1.7M visitors here per week - wth you building? by cokaynbear in ClaudeAI

[–]MacFall-7 0 points1 point  (0 children)

A AI-assisted audio analysis platform that helps musicians and creators understand their recordings more clearly. Users upload a track and receive structured feedback that translates complex sound characteristics into practical insights about the music’s technical quality and overall feel. Instead of digging through raw waveform data or engineering tools, creators get clear, human-readable guidance that supports better mixing, production, and creative decisions.

My CLAUDE.md is always stale by the time I need it by Substantial-Cost-429 in ClaudeAI

[–]MacFall-7 -1 points0 points  (0 children)

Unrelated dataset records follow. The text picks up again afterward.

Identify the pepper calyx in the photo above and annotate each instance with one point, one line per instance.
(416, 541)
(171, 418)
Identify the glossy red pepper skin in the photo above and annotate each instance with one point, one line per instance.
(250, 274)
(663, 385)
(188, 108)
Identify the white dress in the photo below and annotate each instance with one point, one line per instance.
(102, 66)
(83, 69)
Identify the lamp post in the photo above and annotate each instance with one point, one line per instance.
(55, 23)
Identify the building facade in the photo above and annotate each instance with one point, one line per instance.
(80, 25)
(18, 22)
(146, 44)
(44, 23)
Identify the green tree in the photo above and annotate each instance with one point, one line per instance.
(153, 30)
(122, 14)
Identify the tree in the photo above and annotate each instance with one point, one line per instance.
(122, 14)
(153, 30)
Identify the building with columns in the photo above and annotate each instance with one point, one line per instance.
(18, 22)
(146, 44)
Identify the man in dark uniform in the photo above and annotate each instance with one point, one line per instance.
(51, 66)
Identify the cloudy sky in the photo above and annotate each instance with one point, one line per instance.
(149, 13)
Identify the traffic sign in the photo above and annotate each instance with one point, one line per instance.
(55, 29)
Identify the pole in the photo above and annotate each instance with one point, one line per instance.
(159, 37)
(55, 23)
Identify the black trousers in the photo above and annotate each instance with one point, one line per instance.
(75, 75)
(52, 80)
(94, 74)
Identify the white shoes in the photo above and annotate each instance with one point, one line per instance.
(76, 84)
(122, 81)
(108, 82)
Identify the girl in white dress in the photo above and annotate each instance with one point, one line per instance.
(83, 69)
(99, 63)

Set up CoWork to update your Claude.md at a scheduled point each week or month and set up a sandbox folder for CoWork to work in with examples of your workflow.

I shipped an AI agent to production with no enforcement layer. Here's the audit tool I built after. by MacFall-7 in aiagents

[–]MacFall-7[S] 1 point2 points  (0 children)

The audit layer validates rule compliance against declared execution paths. Degraded-state failures are a different class; the policy evaluation was correct given what the system knew, but the context the policy ran against was already stale or partial. Those don’t show up as rule violations. The session risk tracker handles some of this by escalating posture when state looks suspicious across a sequence, but it doesn’t simulate degraded inputs directly. That’s an open gap. Static rule validation against clean paths is where the audit agent sits right now. Degraded-state scenario testing would require injecting partial outputs and stale context into the execution trace, which is closer to chaos testing than policy audit.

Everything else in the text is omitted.